Best practices

There are several recommended best practices when using the 1010data Python SDK.

Clean up your sessions upon query completion
Use the with keyword to clean up sessions. For more information, see Cleaning up a session.
Scroll through data sequentially
When accessing data, scrolling sequentially produces better performance results.
Use XML queries for random access or set window size to 1

As a best practice, users should access random data via queries. The example query below requests a random 10% sample:

exampleQuery = testSession.query(path, '<sel value="draw_(33;10)")'

If your users are going to ask for a random set of data intersections that do not progress incrementally without using a query, the best practice is to set your window size to 1. The window is the number of rows of data that buffered when the Python SDK requests results from the 1010data Insights Platform. By setting the window to 1, you retrieve each row individually, which keeps the system from retrieving larger sets of unneeded data at random points in the data set and prevents unnecessary transfer of data. In general, you won't have to worry about the window. It is worth noting that even with a window size of 1, this kind of access will most likely perform poorly.

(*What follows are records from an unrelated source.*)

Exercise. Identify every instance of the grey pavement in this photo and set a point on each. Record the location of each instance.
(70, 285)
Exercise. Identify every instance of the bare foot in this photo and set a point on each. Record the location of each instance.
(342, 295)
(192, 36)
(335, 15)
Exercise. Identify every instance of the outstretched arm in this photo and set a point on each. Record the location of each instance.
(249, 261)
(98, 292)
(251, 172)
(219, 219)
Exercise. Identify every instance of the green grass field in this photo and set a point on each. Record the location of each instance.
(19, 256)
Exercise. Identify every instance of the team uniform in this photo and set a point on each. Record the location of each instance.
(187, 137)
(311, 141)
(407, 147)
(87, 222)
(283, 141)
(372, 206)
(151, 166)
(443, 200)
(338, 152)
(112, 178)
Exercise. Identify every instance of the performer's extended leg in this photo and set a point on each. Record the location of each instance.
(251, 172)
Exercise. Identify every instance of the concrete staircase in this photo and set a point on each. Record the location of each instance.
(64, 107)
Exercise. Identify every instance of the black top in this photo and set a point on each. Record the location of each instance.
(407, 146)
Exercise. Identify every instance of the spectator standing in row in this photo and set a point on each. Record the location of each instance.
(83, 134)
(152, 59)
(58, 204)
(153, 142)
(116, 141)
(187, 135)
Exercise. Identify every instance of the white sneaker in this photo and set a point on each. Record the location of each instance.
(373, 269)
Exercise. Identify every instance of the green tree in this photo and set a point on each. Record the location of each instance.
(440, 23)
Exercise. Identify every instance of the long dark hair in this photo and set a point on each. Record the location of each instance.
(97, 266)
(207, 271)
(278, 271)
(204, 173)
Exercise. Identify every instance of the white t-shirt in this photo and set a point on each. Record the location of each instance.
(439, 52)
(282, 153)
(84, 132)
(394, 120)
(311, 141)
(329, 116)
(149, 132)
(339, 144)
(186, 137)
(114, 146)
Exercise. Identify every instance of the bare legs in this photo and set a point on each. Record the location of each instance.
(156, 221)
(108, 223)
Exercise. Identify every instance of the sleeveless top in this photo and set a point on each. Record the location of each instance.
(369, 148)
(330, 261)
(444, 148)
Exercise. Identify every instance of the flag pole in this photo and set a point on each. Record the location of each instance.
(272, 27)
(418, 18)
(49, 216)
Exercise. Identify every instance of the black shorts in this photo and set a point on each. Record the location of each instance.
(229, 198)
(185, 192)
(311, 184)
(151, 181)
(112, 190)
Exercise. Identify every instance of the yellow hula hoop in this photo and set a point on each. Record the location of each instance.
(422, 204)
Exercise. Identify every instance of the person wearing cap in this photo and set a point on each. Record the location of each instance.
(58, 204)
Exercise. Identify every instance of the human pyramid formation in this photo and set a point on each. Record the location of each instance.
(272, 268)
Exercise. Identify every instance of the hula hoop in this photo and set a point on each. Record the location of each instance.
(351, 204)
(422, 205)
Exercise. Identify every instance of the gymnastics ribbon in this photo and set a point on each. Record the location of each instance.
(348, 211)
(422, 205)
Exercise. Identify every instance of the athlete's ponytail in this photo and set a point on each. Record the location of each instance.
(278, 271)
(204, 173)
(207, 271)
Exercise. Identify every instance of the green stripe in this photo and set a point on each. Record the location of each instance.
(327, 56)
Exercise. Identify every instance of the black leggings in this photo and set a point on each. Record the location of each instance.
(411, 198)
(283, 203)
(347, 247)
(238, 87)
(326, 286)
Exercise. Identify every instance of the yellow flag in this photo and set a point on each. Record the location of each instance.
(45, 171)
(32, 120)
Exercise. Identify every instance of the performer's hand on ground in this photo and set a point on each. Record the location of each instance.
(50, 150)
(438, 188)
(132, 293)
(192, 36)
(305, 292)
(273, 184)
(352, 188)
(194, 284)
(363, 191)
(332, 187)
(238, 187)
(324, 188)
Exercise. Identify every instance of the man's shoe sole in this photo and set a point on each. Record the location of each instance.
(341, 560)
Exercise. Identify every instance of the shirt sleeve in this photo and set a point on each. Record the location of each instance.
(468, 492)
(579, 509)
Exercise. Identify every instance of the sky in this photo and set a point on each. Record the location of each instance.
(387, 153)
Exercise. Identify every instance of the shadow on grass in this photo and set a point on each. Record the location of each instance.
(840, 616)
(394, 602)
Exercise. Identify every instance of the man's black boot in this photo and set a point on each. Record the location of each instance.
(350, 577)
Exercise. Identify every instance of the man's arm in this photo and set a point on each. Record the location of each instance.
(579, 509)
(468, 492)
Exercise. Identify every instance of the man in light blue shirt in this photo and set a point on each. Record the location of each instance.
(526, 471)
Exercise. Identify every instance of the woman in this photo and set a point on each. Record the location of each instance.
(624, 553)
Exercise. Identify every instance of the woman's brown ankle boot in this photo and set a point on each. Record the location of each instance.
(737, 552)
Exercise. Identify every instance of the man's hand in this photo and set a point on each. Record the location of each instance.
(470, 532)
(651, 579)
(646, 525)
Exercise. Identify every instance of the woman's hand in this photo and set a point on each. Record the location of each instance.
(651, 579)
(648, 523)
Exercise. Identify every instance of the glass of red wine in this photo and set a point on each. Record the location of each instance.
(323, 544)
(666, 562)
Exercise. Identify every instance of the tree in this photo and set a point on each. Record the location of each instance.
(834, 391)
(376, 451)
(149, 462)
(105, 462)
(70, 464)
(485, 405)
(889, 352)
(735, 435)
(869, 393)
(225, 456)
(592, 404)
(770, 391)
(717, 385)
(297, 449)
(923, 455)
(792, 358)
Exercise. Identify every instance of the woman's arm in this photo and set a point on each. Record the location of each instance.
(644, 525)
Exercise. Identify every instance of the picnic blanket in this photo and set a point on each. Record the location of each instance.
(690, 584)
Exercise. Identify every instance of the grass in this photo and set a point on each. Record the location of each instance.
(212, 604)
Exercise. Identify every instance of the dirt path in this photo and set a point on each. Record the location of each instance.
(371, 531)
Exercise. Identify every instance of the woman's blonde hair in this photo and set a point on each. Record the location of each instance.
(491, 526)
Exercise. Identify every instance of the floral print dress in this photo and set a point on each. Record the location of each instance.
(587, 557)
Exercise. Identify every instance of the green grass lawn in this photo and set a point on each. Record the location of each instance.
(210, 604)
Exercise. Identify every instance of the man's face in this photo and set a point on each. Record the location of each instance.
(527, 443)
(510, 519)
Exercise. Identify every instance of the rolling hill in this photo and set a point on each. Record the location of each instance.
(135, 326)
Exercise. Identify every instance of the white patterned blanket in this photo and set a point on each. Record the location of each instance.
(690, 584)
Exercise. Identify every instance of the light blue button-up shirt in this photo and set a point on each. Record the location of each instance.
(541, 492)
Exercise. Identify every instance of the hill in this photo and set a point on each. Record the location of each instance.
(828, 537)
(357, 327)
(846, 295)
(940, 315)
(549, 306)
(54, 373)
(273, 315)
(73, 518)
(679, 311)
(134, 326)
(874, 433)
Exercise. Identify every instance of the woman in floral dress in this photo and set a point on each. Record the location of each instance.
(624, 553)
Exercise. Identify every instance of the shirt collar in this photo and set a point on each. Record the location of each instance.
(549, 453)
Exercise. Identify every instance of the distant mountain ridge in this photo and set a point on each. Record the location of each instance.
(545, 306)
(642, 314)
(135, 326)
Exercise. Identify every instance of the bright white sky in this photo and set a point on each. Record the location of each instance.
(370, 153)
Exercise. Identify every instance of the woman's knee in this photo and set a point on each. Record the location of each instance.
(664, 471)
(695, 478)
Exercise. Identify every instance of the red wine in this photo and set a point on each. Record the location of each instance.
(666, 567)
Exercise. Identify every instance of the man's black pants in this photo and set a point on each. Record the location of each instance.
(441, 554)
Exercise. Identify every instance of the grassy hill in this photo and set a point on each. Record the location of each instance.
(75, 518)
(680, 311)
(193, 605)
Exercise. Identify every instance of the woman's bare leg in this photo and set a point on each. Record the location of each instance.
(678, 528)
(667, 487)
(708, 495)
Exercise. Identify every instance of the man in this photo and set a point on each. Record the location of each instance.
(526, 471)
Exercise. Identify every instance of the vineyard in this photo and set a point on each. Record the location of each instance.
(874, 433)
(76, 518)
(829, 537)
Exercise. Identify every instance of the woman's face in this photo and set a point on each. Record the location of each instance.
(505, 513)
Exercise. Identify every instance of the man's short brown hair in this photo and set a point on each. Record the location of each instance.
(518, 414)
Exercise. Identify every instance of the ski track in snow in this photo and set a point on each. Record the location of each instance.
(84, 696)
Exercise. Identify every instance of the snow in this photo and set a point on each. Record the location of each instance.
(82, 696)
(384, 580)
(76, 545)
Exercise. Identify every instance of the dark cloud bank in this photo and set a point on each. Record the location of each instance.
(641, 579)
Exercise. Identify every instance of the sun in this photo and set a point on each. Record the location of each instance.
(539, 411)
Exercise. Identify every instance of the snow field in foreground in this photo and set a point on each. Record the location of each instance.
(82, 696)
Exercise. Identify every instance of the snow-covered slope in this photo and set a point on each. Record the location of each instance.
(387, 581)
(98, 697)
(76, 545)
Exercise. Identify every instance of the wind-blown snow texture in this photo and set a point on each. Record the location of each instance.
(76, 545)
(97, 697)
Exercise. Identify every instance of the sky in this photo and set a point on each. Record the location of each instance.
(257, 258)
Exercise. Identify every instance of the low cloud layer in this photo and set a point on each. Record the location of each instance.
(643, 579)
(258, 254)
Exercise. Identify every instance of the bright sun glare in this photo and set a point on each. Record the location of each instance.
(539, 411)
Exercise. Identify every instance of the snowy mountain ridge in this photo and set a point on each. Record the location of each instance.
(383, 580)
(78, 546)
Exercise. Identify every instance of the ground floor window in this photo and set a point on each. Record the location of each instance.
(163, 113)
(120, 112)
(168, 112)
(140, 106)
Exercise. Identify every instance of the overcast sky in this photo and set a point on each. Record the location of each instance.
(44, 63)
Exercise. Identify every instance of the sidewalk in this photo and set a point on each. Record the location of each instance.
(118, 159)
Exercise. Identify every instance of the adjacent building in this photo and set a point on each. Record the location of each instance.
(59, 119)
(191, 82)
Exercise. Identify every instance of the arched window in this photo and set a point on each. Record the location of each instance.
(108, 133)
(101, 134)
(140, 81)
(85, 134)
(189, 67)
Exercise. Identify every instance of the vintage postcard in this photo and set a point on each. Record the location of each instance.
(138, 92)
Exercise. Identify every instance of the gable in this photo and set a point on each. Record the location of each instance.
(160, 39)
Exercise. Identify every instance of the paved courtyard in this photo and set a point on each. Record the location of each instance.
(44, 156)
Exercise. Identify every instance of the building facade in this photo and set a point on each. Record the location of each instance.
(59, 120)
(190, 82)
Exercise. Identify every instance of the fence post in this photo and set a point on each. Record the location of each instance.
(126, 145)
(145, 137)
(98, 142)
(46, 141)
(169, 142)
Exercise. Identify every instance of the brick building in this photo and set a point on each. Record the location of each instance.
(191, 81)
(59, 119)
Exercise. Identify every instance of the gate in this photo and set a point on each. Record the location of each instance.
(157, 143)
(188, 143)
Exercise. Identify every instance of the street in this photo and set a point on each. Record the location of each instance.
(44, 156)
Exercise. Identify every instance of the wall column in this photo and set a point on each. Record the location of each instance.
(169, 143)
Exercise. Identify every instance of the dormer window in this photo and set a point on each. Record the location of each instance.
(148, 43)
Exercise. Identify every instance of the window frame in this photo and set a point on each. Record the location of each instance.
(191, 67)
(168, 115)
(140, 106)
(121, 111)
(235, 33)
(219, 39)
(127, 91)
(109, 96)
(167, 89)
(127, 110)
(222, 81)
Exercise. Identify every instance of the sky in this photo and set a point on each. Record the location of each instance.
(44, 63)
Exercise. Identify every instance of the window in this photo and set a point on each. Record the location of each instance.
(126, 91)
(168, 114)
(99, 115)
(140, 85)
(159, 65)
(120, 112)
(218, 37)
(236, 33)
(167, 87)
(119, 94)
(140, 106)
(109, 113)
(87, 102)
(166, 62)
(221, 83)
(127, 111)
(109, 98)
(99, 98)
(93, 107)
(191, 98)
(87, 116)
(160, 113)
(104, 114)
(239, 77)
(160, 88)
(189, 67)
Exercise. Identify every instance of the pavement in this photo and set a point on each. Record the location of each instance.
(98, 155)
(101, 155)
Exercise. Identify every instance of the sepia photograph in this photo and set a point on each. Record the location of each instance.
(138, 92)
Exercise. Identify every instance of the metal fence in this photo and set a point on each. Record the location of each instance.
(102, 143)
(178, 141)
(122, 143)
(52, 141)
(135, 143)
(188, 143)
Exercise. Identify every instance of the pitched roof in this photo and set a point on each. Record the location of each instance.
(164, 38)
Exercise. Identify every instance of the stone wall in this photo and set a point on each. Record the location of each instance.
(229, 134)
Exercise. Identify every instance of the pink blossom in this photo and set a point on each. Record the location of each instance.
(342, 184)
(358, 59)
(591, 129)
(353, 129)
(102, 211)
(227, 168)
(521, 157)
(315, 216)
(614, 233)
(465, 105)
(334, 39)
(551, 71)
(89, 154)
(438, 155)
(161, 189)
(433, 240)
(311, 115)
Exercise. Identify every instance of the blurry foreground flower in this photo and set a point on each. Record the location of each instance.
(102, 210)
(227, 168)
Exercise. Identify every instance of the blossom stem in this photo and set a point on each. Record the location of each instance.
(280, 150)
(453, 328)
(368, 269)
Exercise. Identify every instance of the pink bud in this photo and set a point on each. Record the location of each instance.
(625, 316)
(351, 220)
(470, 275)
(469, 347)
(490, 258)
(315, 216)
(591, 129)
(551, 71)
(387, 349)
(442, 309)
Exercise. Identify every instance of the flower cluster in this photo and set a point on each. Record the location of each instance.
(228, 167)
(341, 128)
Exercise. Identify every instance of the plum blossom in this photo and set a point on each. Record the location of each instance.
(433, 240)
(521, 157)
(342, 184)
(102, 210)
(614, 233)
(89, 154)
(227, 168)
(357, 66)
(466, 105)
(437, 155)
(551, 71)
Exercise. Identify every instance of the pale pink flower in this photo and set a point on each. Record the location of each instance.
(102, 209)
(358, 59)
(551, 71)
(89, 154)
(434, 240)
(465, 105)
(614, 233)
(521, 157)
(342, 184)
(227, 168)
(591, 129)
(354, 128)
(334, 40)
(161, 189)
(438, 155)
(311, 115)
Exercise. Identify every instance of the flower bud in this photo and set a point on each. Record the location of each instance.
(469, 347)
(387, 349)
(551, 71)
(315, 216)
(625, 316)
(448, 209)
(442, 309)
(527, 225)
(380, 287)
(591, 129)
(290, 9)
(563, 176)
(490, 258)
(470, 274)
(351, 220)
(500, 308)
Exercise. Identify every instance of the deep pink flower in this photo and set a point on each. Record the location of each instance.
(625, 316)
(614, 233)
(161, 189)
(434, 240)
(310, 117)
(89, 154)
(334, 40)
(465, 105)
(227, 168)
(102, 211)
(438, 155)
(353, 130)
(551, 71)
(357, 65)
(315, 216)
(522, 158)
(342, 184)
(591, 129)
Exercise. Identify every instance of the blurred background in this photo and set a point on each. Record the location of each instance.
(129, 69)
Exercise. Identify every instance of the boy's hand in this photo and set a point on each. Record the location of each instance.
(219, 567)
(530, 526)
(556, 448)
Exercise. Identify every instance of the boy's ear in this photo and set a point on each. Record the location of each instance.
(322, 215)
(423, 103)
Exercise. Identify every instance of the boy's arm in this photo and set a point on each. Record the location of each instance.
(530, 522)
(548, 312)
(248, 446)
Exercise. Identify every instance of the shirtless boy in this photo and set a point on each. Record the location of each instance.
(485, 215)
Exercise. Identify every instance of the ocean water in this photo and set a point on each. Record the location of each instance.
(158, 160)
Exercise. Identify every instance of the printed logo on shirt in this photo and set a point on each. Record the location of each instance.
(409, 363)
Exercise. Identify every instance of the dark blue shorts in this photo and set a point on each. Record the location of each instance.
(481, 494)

If you do want to change the window size, you can use the setWindowSize method. For example:
query.win_size = 100
Have each thread create a Session object

In a multithreaded application, each thread should create its own Session object. If multiple threads that share a single Session object interact with the object in parallel, all but one of the threads will be queued. Users will experience much better performance if each thread has its own Session object. These objects can all be connected to the same Insights Platform session via py1010.POSSESS.